“Do you want to talk about it?” he asked, rolling onto his side.
His weight left mine. The body he’d used to pin me down so that I couldn’t hurt him, or myself, pressing into mine as I turned to face him and buried my face in his chest.
I shook my head, unable to form the words to describe what I’d seen. Something about her felt private, like she was my secret to bear for the time being. I’d tell him when I knew what she was, who she was, to me.
When I knew why she’d decided to haunt my dreams, and whether or not I’d crafted her from my imagination. The things I’d felt, the things I’d seen, since arriving in Alfheimr had begun to take their toll.
Had I imagined her face in the gem? Had some part of me broken beneath the pain?
“I’m broken,” I murmured, feeling Caldris’s arms tighten around me.
He pulled back, his eyes meeting mine as the first tear slid free from my eye.
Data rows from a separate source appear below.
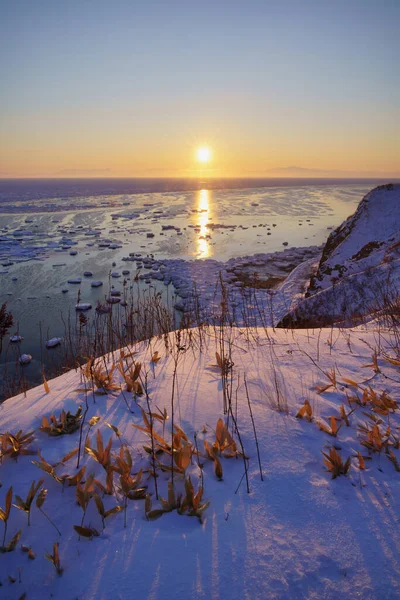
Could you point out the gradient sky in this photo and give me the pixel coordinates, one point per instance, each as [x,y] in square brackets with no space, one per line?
[132,88]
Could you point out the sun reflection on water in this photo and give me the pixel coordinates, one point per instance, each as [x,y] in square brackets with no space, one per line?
[203,217]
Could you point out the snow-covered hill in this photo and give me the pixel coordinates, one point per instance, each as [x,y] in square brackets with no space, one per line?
[360,264]
[298,534]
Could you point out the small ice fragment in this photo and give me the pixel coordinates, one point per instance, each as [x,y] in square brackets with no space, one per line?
[83,306]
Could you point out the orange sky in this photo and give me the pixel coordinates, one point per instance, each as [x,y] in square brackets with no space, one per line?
[124,91]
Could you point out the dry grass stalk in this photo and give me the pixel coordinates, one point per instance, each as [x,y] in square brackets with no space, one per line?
[25,505]
[14,445]
[5,513]
[40,500]
[333,430]
[102,511]
[331,375]
[305,412]
[103,454]
[102,380]
[131,375]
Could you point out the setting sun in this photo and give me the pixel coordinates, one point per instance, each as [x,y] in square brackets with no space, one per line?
[204,154]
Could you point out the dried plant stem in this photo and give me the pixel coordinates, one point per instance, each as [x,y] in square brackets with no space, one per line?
[173,414]
[5,533]
[254,427]
[81,431]
[242,447]
[198,461]
[153,451]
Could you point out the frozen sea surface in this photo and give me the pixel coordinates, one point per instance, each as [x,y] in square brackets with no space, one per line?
[52,232]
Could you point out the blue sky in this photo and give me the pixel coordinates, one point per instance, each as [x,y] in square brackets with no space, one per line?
[137,86]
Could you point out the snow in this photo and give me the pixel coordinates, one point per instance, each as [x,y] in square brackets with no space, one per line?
[297,534]
[360,264]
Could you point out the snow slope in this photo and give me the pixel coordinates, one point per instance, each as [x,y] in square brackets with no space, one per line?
[297,534]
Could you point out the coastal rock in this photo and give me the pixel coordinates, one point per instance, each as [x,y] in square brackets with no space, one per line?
[359,271]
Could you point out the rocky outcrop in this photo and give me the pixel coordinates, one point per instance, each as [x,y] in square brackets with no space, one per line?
[359,270]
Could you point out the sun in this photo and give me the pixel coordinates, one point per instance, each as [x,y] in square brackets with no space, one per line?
[204,154]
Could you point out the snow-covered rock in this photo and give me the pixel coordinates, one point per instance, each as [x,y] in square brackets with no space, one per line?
[359,268]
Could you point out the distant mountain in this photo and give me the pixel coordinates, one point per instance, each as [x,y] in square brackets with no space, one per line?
[295,171]
[359,270]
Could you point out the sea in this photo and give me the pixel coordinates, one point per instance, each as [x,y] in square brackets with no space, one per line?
[55,230]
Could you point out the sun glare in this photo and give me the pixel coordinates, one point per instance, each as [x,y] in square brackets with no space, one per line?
[203,154]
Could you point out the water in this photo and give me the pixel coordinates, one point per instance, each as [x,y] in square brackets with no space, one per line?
[42,221]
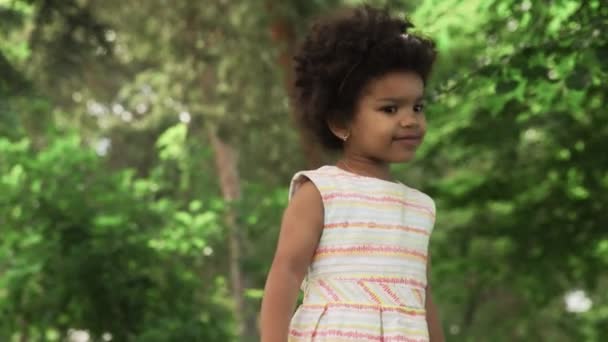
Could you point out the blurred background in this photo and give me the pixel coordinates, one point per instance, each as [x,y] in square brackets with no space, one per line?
[146,148]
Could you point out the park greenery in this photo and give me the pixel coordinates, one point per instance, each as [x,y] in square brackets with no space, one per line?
[146,148]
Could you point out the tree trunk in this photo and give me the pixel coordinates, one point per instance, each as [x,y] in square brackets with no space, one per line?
[283,34]
[226,161]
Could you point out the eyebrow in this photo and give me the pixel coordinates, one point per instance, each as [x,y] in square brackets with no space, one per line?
[401,99]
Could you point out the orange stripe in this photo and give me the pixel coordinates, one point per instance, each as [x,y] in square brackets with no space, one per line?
[346,224]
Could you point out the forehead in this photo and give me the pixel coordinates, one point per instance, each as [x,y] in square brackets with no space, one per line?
[396,84]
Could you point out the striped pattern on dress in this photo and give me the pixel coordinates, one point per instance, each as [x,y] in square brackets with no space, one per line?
[367,278]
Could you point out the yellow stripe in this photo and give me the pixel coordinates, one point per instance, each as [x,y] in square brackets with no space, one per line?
[368,253]
[367,204]
[373,327]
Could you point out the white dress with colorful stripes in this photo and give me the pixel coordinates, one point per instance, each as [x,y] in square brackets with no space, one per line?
[367,279]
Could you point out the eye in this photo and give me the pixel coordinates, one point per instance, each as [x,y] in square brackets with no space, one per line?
[419,108]
[390,109]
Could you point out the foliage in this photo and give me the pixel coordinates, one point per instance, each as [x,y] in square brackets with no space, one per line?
[130,241]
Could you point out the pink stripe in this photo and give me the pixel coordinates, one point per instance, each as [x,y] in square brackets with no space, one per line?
[404,281]
[377,199]
[373,307]
[329,290]
[367,248]
[346,224]
[352,334]
[369,292]
[391,293]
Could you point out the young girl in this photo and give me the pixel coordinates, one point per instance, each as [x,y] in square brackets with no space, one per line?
[354,239]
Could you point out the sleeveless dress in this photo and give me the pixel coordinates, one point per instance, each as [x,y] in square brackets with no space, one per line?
[367,278]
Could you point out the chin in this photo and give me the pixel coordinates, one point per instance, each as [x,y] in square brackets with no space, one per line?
[402,157]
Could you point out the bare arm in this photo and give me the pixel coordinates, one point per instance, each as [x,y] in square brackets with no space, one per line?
[300,231]
[432,316]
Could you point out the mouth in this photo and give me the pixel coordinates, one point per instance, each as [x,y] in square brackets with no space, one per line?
[409,140]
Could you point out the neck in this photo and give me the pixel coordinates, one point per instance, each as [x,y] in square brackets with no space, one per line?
[365,167]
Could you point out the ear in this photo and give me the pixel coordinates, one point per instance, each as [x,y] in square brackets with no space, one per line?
[340,129]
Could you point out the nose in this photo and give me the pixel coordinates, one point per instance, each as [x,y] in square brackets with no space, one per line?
[408,120]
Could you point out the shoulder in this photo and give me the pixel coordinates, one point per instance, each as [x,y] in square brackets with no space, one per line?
[322,179]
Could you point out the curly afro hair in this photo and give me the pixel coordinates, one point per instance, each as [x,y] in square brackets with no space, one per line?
[342,54]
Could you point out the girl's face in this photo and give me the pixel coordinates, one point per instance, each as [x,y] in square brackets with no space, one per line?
[389,123]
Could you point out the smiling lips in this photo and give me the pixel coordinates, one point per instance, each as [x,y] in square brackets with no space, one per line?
[409,140]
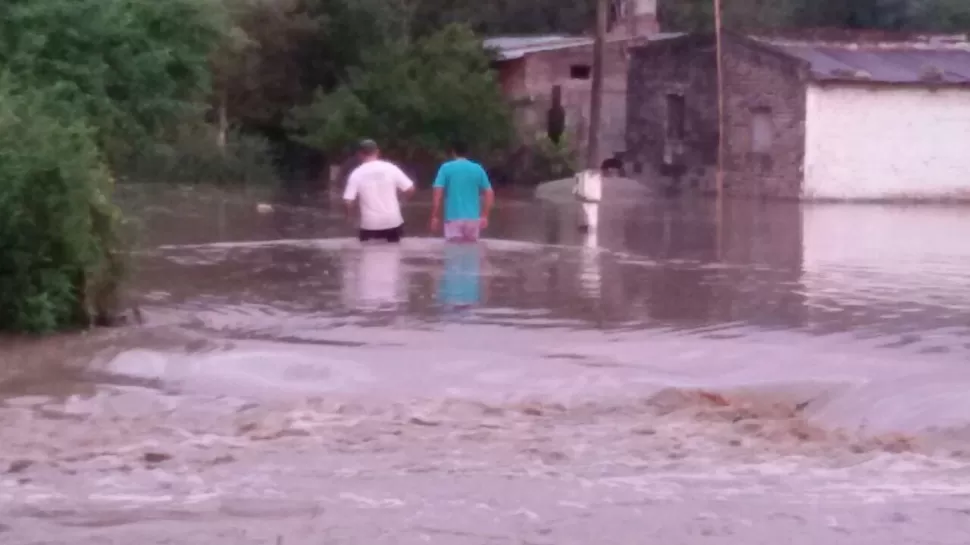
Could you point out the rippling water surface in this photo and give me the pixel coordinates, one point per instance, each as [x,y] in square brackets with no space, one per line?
[660,377]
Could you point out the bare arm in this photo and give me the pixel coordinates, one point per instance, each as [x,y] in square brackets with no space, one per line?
[438,196]
[488,202]
[404,184]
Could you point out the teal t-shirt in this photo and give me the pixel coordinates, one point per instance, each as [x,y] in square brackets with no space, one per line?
[463,182]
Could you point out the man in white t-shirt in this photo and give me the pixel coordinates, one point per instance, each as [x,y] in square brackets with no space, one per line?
[375,185]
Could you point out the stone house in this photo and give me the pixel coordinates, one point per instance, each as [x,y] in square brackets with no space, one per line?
[533,70]
[822,115]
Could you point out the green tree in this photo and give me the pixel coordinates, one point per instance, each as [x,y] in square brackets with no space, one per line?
[58,264]
[127,66]
[414,98]
[84,83]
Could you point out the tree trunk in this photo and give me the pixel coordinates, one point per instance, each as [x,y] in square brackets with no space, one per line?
[596,95]
[223,123]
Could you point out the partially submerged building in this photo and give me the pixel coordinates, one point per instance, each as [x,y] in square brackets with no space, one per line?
[822,115]
[535,70]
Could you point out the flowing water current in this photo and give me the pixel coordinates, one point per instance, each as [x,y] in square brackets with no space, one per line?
[763,373]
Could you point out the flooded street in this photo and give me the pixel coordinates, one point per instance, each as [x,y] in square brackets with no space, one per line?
[766,373]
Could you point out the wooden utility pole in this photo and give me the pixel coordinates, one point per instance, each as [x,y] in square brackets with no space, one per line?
[718,31]
[719,205]
[596,94]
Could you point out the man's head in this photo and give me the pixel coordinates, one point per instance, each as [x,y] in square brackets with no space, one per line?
[458,148]
[368,150]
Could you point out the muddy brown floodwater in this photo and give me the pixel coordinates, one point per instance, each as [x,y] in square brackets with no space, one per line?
[771,374]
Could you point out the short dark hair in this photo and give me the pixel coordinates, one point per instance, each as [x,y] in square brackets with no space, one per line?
[367,146]
[459,148]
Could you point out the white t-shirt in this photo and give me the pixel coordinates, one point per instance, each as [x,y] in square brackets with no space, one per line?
[375,185]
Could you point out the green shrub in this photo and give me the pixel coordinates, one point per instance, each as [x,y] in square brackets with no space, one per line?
[60,246]
[192,155]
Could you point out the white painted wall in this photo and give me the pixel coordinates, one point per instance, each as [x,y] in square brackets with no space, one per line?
[887,143]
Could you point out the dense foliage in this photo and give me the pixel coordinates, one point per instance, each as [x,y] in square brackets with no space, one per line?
[84,83]
[416,98]
[218,90]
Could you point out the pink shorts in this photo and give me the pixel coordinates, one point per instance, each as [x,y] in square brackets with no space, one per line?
[462,230]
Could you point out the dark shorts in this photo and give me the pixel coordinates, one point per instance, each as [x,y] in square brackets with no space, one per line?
[390,235]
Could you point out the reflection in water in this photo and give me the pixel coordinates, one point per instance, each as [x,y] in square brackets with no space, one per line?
[789,321]
[373,277]
[461,281]
[590,274]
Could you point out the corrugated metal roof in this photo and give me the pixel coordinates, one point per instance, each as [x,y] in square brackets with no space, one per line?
[883,64]
[515,47]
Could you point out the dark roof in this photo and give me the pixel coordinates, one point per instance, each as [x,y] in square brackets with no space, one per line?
[901,64]
[882,58]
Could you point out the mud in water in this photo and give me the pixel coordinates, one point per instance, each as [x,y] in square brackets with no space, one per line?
[754,374]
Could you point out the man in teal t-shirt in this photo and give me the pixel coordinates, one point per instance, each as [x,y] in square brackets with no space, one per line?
[460,183]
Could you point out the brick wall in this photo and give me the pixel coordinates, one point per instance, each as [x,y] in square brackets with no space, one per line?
[680,67]
[529,87]
[760,82]
[764,117]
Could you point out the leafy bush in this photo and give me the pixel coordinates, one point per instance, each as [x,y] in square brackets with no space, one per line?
[84,82]
[192,155]
[128,66]
[414,99]
[59,263]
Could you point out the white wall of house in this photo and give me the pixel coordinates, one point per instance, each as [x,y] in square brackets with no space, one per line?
[887,142]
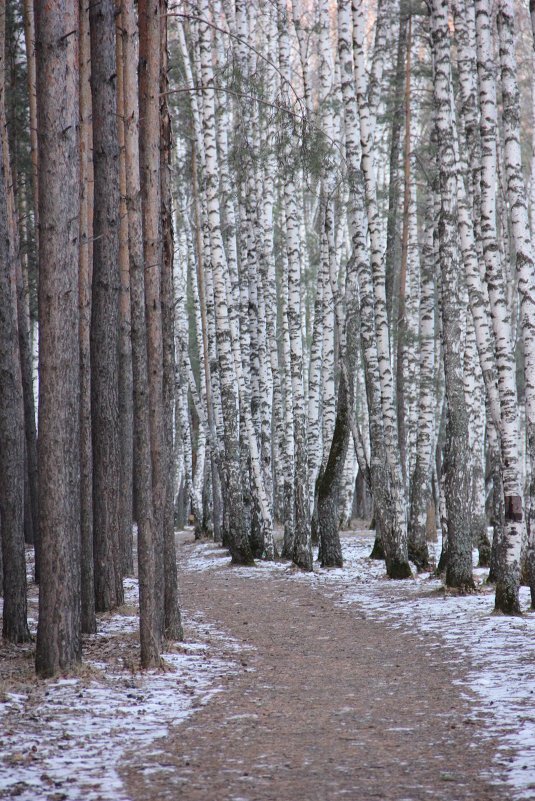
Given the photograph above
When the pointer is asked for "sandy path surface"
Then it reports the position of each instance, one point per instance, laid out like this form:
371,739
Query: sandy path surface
328,702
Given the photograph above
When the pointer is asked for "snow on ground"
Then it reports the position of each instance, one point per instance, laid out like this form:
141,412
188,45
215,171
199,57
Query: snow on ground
500,650
62,740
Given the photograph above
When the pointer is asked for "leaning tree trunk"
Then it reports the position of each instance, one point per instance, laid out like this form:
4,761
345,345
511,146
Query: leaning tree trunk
59,640
105,311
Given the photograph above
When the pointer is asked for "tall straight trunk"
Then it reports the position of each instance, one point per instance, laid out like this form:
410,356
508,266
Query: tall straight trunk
125,342
396,539
106,288
149,115
149,630
14,626
302,550
29,39
392,249
13,215
517,197
89,622
172,621
59,628
402,313
238,535
509,570
459,550
420,488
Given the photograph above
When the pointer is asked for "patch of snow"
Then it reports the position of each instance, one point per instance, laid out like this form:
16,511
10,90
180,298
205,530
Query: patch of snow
64,738
501,649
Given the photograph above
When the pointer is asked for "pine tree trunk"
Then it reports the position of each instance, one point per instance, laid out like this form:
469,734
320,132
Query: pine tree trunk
509,572
149,110
59,628
106,289
31,532
149,630
89,621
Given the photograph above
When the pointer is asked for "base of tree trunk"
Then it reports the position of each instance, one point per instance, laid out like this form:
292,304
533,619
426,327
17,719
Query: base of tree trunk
507,600
484,552
378,551
398,569
420,556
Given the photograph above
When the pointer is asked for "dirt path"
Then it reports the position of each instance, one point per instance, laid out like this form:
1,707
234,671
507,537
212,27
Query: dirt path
327,704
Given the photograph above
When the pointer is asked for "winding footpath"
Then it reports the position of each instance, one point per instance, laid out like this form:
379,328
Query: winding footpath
326,703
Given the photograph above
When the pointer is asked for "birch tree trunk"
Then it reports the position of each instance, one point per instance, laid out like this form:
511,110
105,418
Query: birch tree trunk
395,531
508,574
237,533
459,544
517,198
126,544
149,139
420,491
14,624
302,547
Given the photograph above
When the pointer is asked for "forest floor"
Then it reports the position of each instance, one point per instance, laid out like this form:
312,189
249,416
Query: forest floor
336,684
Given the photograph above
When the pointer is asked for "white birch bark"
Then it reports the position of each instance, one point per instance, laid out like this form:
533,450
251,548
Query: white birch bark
421,475
517,198
384,467
302,553
399,539
508,577
459,545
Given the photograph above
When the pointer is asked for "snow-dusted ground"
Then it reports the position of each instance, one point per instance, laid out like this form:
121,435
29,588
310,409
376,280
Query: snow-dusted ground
499,650
62,740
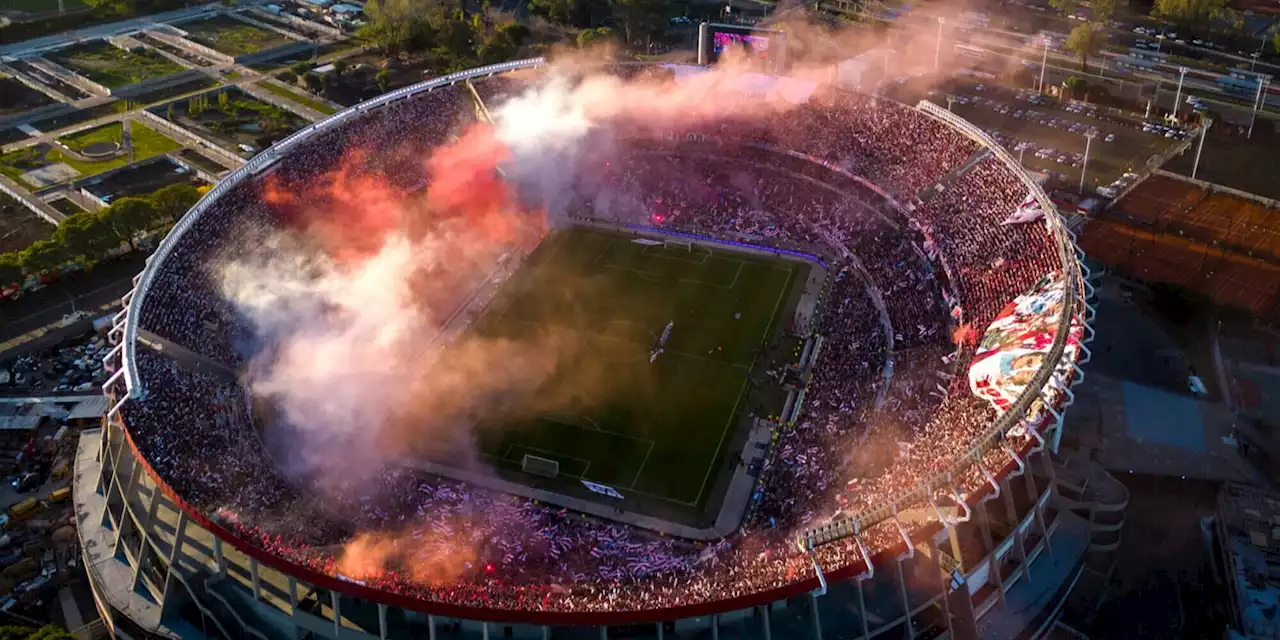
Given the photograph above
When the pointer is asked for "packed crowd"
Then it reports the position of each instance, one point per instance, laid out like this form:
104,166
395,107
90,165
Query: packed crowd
840,457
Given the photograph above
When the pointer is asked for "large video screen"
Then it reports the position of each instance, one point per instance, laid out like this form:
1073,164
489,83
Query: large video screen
766,46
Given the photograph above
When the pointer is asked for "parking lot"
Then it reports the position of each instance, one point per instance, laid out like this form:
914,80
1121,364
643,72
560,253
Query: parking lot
1050,135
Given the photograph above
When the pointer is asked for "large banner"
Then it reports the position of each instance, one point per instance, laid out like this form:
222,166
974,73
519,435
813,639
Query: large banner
1016,343
603,489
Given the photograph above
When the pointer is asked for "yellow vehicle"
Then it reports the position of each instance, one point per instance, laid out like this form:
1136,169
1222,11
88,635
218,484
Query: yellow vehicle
23,508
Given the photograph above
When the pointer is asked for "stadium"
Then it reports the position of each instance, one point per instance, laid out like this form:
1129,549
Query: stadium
828,350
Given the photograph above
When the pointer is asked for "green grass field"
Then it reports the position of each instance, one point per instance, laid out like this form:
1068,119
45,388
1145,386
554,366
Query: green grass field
297,96
233,37
113,67
661,429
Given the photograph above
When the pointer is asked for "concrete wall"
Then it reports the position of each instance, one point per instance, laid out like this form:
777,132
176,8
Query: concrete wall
280,51
154,83
50,214
293,19
282,31
209,146
68,76
32,83
170,35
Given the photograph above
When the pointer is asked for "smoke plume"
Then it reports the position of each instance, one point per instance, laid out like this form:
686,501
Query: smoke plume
357,297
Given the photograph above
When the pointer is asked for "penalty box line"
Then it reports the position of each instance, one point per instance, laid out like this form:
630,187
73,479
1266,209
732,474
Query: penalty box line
506,457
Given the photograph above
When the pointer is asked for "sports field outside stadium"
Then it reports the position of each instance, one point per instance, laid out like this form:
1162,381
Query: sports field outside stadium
662,432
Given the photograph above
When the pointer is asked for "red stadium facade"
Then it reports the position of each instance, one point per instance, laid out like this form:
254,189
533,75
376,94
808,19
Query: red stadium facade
988,520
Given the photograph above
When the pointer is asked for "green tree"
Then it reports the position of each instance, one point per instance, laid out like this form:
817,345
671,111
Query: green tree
1188,13
10,269
174,200
1086,40
393,26
87,236
561,12
42,256
131,216
589,37
640,19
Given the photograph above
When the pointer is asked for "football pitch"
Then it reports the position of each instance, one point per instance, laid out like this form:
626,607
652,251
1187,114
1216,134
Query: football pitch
661,429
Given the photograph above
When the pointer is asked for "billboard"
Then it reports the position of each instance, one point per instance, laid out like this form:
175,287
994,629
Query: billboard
766,49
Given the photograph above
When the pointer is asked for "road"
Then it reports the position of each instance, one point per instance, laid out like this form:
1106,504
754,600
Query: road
88,291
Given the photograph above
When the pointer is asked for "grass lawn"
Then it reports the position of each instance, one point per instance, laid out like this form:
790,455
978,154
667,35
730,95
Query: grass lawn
297,96
606,414
233,37
146,142
112,67
17,97
243,119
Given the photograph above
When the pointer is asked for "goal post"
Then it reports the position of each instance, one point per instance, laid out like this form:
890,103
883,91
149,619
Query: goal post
539,466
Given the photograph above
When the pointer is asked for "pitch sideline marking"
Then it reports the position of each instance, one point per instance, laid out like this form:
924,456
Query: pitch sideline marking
552,453
711,464
645,461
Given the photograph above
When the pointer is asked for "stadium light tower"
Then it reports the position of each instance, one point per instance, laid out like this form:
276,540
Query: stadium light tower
1178,97
937,53
1257,101
1043,65
1205,127
1088,142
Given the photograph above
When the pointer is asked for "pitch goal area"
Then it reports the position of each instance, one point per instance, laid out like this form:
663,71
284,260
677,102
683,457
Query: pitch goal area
612,408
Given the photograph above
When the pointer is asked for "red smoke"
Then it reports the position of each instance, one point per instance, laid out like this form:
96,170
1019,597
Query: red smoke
350,211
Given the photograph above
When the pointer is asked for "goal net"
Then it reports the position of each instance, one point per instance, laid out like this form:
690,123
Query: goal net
539,466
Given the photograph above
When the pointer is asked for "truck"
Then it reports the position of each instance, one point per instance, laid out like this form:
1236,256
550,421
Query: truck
23,510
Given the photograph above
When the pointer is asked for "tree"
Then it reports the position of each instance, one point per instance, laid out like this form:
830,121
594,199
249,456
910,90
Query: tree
1086,40
394,26
174,200
42,256
87,236
131,216
10,269
561,12
1188,13
590,37
1102,9
640,18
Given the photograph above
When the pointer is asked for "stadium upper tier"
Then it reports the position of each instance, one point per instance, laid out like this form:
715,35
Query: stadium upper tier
882,434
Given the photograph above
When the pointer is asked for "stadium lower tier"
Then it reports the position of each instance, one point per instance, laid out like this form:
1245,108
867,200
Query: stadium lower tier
1006,572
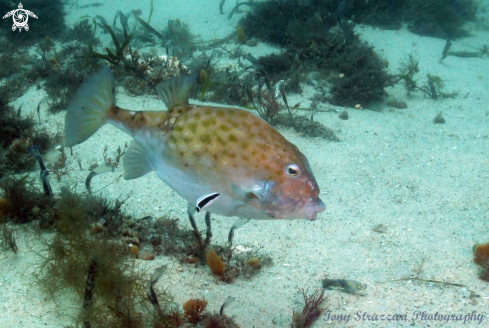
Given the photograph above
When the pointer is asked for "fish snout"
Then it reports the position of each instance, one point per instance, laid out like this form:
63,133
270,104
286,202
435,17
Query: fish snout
316,207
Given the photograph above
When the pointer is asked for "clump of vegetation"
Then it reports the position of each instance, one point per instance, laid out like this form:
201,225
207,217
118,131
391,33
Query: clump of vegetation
8,240
311,311
438,18
310,32
481,257
432,88
16,134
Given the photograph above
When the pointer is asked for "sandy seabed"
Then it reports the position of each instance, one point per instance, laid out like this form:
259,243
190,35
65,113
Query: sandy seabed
427,183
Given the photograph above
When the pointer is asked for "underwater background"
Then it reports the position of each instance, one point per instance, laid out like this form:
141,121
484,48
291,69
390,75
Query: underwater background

It fell onto the pillow as he leaned forward, kissing the top of my head.
“I think we all are, in our own ways,” he said, the words a soft assurance. He didn’t try to convince me that regardless of whatever I’d dreamt, I wasn’t broken. He didn’t try to heal me.
He just held me, loved me—jagged, broken pieces and all.
“I love you,” I said softly, snuggling into his chest as he pulled me tighter.
His scent filled my lungs, the steady throbbing of his heart reminding me of home.Thiswas where I belonged, not the Cove that called to me even now.
“And I love you,min asteren. Now sleep. I’ll be here to watch over you,” he returned, the soothing calm of his voice allowing me to let my eyes drift closed.
“You can’t protect me from the monsters in my own head,” I said, my voice sluggish as the pull of sleep called me back.
There was silence for a moment, his chin coming to rest above mine as we shared a pillow. Then, in my final moments before sleep claimed me, the soft, gruff voice of the male I loved said, “Watch me.”
***
Mab pushed for me to use my power the next day, for me to summon the part of me that sparked with gold every time she bled me. But something inside me had withered, shrunk that day when we left the Cove, lingering behind as if it would keep that part of my soul for itself.
I struggled with nightmares during the night, with visions of the woman in the jewel atop Mab’s head, the overwhelming rage consuming me with the desire to strip it from her head. I couldn’t shake those thoughts, couldn’t have summoned the power I didn’t understand even if I wanted to. Before, using it had seemed instinctive, coming to me with extreme emotion or the need to protect myself from the harm others would do to me.
Now all I could do was suffer as Mab allowed Malachi to carve into my skin with iron, to bleed upon the chair she strapped me to in order to confine me. Pain was no longer amotivator. My fear had abandoned me. I knew it was only a matter of time before Mab held true to her promise to hurt someone else, to use the mates against me.
Nila dressed me in leather pants after helping me clean up from my morning torture, drawing a raised brow from me. She kept her head turned down as one of Mab’s men summoned Caldris for some mundane job that day. She wasn’t her usual reassuring self as she worked, pulling my dark hair back into a complex braid that draped over one shoulder.
“I’m not going to like this very much, am I?” I asked, heaving a sigh.
She jolted, her stare finally raising to meet mine. She merely shook her head, returning to her braiding in silence as I watched in the mirror. Her fingers shook, her hands trembling and causing her have to start entire sections of my braid over again.
Fuck.
***
Nila walked me away from the throne room, where I usually spent my time in Mab’s company. The halls in this part of Tar Mesa were broader than the passageway to the Cove had been, a path far more traveled, even though I had never ventured this way. Gratefully so, considering the unusual number of Fae who traveled through them at the same time as us, whispering among themselves as Nila and Malachi guided me through the crowd gathering for the first of the seven events that would mark the Winter Solstice.
The latter pushed people out of the way, clearing a path for Nila and me to stride through.
“Where are they all going?” I asked, swallowing through the lump rising in my throat.
For the first time since the Cove, it felt like something reached inside me and strummed fear into my heart. The numbness the Cove had left me with faded away, leaving me unprotected against whatever horror I would face that day. The creature within me stirred at last, as if she herself could scent the danger. None of the others walking through the crowd were dressed so casually, none were prepared for battle.
I swallowed down the surge of nausea that rose in my gut.
“The same place we are,” Malachi said, turning back to sneer at me.
Satisfaction pulsed off him in waves, a horrific reminder of whatever I was about to face. He’d stopped taking joy from tormenting me with iron blades, not getting the reaction he wanted out of me. For him to be pleased with my fate did not bode well for me.